I tried the ignition first. The key turned easily, but the motor just made a grinding, metal-on-metal screeching that reminded me of a garbage disposal with a fork caught in it. I didn't think I hit anything that hard! Knowing it was useless, I gave up on the engine and reached down to unbuckle my seat belt, moving slowly to minimize the pain already present in my head. Then I reached into the passenger side floorboard to get my coat from where it had landed during my unexpected trip. I struggled into it before opening the door and stepping... well, okay, maybe that's not going to work.

The car had backed over the culvert and then dropped the tail section of the sedan on the other side of the concrete ditch. First one and the other rear wheel had dropped into the gap, turning the car into a bridge between the two sides. Because the car had switched ends, my door was now facing the far side of the culvert, but the edge was several feet away. On a good day I might be able to push myself high enough and far enough through the air to reach it. On this day, all I could see doing was hitting the sharply angled concrete wall and tumbling down into the ditch, and then having to clamber my way out. I shut the door, glad the car seemed to be perched so solidly across the edges of the concrete ditch.

Then I realized... there was no way I was going to be driving the car anywhere tonight, or maybe anytime in the near future, either. Neither rear wheel was touching solid ground, and there was no telling what damage the impact had done to the axle, the frame, or the rest of the car. I sat still, realizing just how far up shit creek I was. Alone, on foot, in wet conditions on a highway where no cars had stopped to see what had happened or if anything was wrong. My cell phone had lost its signal 30 minutes earlier, and I was about to be overcome by a monster headache that would have me in blinding pain one moment, then bent over and retching the next. Within a few hours, it would be all I could to do to put one foot in front of me, never mind actually seeing where I was going. The blue L.E.D. numbers of the dashboard clock showed 12:15 AM... nearly six hours to dawn.

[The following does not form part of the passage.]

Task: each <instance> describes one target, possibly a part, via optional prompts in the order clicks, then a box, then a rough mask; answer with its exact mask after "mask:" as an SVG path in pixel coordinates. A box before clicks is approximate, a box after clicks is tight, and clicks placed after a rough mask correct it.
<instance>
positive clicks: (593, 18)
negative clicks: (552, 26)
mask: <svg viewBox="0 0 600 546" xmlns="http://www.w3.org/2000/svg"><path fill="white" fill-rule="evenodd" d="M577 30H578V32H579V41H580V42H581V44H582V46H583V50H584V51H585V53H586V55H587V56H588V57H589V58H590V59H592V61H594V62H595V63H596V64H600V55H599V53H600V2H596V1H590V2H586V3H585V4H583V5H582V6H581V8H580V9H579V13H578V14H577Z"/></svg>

It's dark, cold, and wet. I could stay in the car and wait for someone to find me, but no one seems very interested in stopping to check out my situation. If nobody stops, I could be here unable to move for a day or more. No food or water, either. I looked down at the various crumpled snack bags that littered the front of the car, wishing I'd had something more substantial at the last set of lights I'd found along the highway.